Given in recognition of a lifetime’s work, the Royal Gold Medal is approved personally by Her Majesty The Queen and is given to a person or group of people who have had a significant influence 'either directly or indirectly on the advancement of architecture'.

Playing a leading role in British architecture for more than half a century, Nicholas Grimshaw is arguably best-known for the landmark International Terminal at London’s Waterloo station and the visionary Eden Project in Cornwall.

Linked by their scale and complexity, these two buildings illustrate Grimshaw’s extraordinary innovative approach to architecture and his modernist signature. Built within a superstructure of glass and steel, the International Terminal won the RIBA Building of the Year Award (the precursor to the RIBA Stirling Prize) in 1994 and is applauded as an exemplar of British transport architecture. The bubble-like biome structures of the Eden Project transformed a redundant clay pit into a world-renowned ecological centre and quickly became one of the UK’s most popular visitor attractions.

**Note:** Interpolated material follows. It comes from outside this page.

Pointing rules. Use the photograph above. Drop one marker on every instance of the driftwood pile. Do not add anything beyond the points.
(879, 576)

International Terminal Waterloo by Grimshaw, courtesy Jo Reid and John Peck

Nicholas Grimshaw established his own practice in 1980 and over the decades since, he and his team have created an impressive portfolio of built projects all around the world. From a suite of factories for Herman Miller, to innovative apartments in Regent’s Park and Camden Town, from a Spa in historic Bath to the Ludwig Erhard Haus in Berlin. Today, his firm employs over 600 staff with offices in Los Angeles, New York, London, Doha, Dubai, Kuala Lumpur, Melbourne and Sydney.

Thermae Bath Spa, courtesy Jason Hawkes

Grimshaw has chaired numerous national and international juries for both competitions and awards. He has lectured extensively around the world, examined and taught widely and is a Past President of the Royal Academy. In this latter role he played a key part in creating the newly opened extension of the Royal Academy at Burlington Gardens. His influence on and support of a generation of architects has a lasting and profound impact on the practice of architecture today.

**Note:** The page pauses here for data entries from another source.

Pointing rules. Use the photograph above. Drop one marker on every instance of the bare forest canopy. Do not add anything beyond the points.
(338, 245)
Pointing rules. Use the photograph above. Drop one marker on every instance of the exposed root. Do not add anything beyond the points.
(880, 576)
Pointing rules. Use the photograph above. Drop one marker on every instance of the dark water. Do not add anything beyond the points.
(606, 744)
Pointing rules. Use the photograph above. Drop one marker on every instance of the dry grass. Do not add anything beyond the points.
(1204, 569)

On hearing the news that he will receive the Royal Gold Medal in 2019, Sir Nicholas Grimshaw says,

I am thrilled to hear about the Gold Medal and would like to thank those who supported my nomination. My life, and that of the practice, has always been involved in experiment and in ideas, particularly around sustainability; I have always felt we should use the technology of the age we live in for the improvement of mankind. I would like to thank everyone who has ever worked in the office for contributing to our bank of ideas, and for helping to make it an enjoyable and humanistic place.”

British Pavilion Expo 1992, Seville by Grimshaw, courtesy Jo Reid and John Peck

RIBA President, Ben Derbyshire says, “It was my privilege to chair the panel that selected Sir Nicholas Grimshaw for UK architecture’s highest accolade. For more than half a century, Sir Nicholas’s influence has been exceptional. 

He is responsible for an extraordinary number of buildings and infrastructure projects of international significance, and for the continuous development of an architecture which places technology at the heart of the aesthetic. 

His influence on architecture extends beyond his work as a practitioner. He is an educator, champion for the UK architectural profession and for culture more widely. He is an inspiration to a future generation of architects and his recognition with this Royal Gold Medal is well overdue.”

Bath Spa School of Art and Design (formerly the Herman Miller Factory, also by Grimshaw)

The Royal Gold Medal will be presented to Sir Nicholas Grimshaw at a special ceremony in early 2019.